Öykü ve roman gibi hayallerin daha çok öne çıktığı kurgu yapıtlarda, yazarın hayatından izler bulmakta zorlanabiliriz. Oysaki deneme türünün sınırları içinde, yazar olarak anılarımızla, duygu ve düşüncelerimizle doğrudan kendimizi anlatabiliyoruz. Okur olarak da yazarın paylaştığı bu deneyimlerle kendimizi özdeştirebiliyoruz. Öyle ki, bazı kitapları okurken, sanki beni anlatıyor, diyebiliyoruz. Belki bu yüzden o yazarları diğerlerinden daha çok sevdiğimizi söyleyebiliyoruz.

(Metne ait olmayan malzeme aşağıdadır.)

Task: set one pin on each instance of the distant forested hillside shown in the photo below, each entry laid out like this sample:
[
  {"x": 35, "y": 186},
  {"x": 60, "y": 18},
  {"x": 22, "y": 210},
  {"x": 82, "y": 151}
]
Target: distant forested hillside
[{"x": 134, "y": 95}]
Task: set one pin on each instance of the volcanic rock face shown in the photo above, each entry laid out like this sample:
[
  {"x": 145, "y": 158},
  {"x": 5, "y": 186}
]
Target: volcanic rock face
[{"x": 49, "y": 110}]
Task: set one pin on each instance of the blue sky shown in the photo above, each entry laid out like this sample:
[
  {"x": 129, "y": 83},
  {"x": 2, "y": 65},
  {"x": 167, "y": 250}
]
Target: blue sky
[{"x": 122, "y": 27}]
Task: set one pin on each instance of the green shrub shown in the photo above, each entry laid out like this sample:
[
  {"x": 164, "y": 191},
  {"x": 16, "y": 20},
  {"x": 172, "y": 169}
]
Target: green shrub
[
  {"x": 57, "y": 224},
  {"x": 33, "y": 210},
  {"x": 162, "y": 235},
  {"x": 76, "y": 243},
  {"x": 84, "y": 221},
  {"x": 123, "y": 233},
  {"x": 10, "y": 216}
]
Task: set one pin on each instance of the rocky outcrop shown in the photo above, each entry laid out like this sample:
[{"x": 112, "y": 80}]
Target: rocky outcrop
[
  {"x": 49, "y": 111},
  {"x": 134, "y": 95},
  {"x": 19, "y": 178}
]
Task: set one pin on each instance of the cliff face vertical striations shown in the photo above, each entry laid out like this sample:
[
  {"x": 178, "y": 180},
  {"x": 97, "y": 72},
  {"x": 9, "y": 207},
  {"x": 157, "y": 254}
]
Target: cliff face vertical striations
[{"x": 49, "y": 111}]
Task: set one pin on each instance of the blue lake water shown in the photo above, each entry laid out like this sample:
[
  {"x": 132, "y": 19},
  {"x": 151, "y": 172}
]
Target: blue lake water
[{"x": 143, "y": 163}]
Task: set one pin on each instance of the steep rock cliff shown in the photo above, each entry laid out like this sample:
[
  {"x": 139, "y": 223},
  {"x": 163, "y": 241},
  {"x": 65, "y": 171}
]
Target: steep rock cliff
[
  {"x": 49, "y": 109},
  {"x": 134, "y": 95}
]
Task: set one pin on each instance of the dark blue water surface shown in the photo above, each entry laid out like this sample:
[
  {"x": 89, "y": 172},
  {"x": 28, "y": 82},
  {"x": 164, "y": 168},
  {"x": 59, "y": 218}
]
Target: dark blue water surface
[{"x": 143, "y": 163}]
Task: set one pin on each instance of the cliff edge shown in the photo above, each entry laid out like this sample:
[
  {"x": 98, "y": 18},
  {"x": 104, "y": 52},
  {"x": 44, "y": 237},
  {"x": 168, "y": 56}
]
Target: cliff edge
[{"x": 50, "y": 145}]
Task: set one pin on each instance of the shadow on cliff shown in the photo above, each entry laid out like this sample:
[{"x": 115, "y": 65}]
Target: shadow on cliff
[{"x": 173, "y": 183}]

Haruki Murakami’nin Mesleğim Yazarlık kitabında yer alan, “Peki ama ne hakkında yazmalıyım?” başlıklı denemesinde, bu yazma deneyimini ayrıntılı olarak anlatıyor. Yazının bir yerinde kafasında büyük bir dolap olduğunu söylüyor. Bu dolabın büyüklü küçüklü, gizli bölmeli her çekmecesinde, türlü çeşitli anıları, bilgi şeklinde toplanırmış. Bir roman yazacağı zaman işine yarayabilecek bir çekmeceyi açar, içindeki malzemeyi dışarı çıkararak kullanırmış. Öyle ki, sanki hayal gücü onun isteklerinden uzaklaşarak üç boyutlu halde, serbestçe hareket etmeye başlarmış. Bir roman yazarı olarak, onun için beyninin içindeki dolapta toplanmış bu bilgilerin, başka şeylerle değiştirilemeyecek kadar değerli bir servet olduğunu vurguluyor.
Zaman zaman denemelerimde anılarıma, deneyimlerime yer vererek kendimi sorguluyorum. Ayrıca şunu belirtmem gerekir ki, bugüne değin kurgu olarak beğenebileceğim bir şey yazmadım. Elbette ki istemediğimden değil, bunu hiç beceremediğimden! Bu yüzden yazmak için beni en çok besleyen, okuduklarım kadar, yaşadıklarım, düşündüklerim oldu.
Deneyimlerin hepimiz için değerli olduklarını biliyoruz; ama bir yazar için bunlar, her zaman yararlandıkları önemli birer kaynaktırlar. Aynı zamanda renkleri, kokuları, tatları, duyguları, düşünceleri söze dönüştürerek, ayrıca onları hayal güçleriyle harmanlayıp başarılı bir şekilde yazıya döktüklerinde, okurlarını etkileyebiliyorlar.
Yaşamak ve yazmak!
Okurlar bir yana… Kendi payıma şunu söylemek isterim:
İyi ki yazmışım diyebileceğim sıradan birkaç satır bile, hayatıma bir anlam katmak için yeterli olabilir.